HONG KONG (AFP) - Carnivals and fireworks are Hong Kong's trademark Chinese New Year celebrations, but tens of thousands of people also travel to a remote village to hurl oranges at a tree in hopes of making their wishes come true.
In a tradition stretching back more than a century, visitors to the "wishing tree" in Lam Tsuen - a village near the city's northern border - come from all over the city and mainland China to take part.
Queues of hopefuls write their wishes on red pieces of paper, attach them to oranges and throw the fruit at a tree in the village square. If the orange lodges on a branch, the wish will come true - or so the belief goes.
A banyan tree used for the tradition was replaced with a plastic replica after an accident in 2005, which saw a branch loaded with oranges snap off and injure an elderly man and a child. Plastic fruit is now also used.
But that has not put off the crowds of annual visitors who started flocking to the tree on Thursday and will do so for more than a week over the holiday period.
"I wished happiness and good health for my family. Everybody is looking for a good sign," Mr Frank Fung, a 26-year old computer engineer, told AFP after he landed his wish on a tree branch with one throw.
"I wished to have a child last year and now I am pregnant!" said Ms Xiao Xiaomei, in her 30s, who works in retail.
Children, couples and the elderly, with many wearing bright red for good luck, threw their wishes, which cost HK$25 (S$4.38).
"It's my first time here, I think it's wonderful, I think it's traditional - it's real Hong Kong," said Ms Helen Friel, 27, from Ireland, who has worked in Hong Kong for three years as a teacher.

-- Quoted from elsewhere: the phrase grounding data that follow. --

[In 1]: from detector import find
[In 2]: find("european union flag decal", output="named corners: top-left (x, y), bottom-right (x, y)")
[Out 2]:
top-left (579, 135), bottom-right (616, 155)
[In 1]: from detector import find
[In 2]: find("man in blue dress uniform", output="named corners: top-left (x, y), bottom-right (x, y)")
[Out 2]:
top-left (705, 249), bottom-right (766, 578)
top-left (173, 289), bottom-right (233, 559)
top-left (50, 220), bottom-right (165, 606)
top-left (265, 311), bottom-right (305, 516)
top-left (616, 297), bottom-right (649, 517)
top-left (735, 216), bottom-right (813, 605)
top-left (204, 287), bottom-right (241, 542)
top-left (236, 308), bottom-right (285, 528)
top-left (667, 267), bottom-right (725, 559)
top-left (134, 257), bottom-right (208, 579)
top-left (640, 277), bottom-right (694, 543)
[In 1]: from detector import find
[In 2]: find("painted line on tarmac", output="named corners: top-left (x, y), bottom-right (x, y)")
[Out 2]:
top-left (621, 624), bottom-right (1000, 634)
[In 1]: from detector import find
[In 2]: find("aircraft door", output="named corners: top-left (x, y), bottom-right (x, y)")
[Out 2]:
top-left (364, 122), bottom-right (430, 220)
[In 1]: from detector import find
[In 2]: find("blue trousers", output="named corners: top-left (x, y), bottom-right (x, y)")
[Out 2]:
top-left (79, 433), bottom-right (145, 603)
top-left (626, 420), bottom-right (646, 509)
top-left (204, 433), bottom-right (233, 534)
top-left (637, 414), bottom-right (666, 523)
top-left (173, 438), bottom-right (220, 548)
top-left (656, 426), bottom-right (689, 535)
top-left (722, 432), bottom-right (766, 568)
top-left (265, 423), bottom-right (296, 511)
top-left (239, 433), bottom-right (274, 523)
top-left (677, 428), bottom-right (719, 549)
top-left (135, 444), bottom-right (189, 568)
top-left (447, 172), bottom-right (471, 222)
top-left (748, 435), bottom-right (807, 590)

"I wished for good health and wealth for my family."
The tradition was started by Chinese fishermen who would write their wishes onto paper and throw them onto trees at the Chinese New Year, said Mr Luke Lam, organiser of the festival, who was born in Lam Tsuen and has lived there most of his life.
The fishermen would travel from the city's southern ports and visit temples to make offerings to protective deities and throw up wishes en route to the final temple in Lam Tsuen, Mr Lam said.
"They would also leave red packets (containing money) attached to their wishes - when I was little I opened the red pockets after they left," Mr Lam said of the fishermen's offerings.
It is a custom to hand out red packets containing money to relatives, friends and acquaintances during Chinese New Year.
Originally attached to stones, the wishes were fixed to real oranges in the mid-1990s before the move to plastic fruit. In the past, wishing trees had also burned down as joss sticks were used to make offerings as well.
The banyan that was damaged a decade ago is still there - supported by beams.
Over the years, the public adopted the fishermen's tradition of throwing wishes, spurred on by television soap operas which made it popular in the 1990s, said Mr Lam, adding that the village sees more than 10,000 people a day during the Chinese New Year holidays.
"It's very universal to make a wish," Mr Lam said.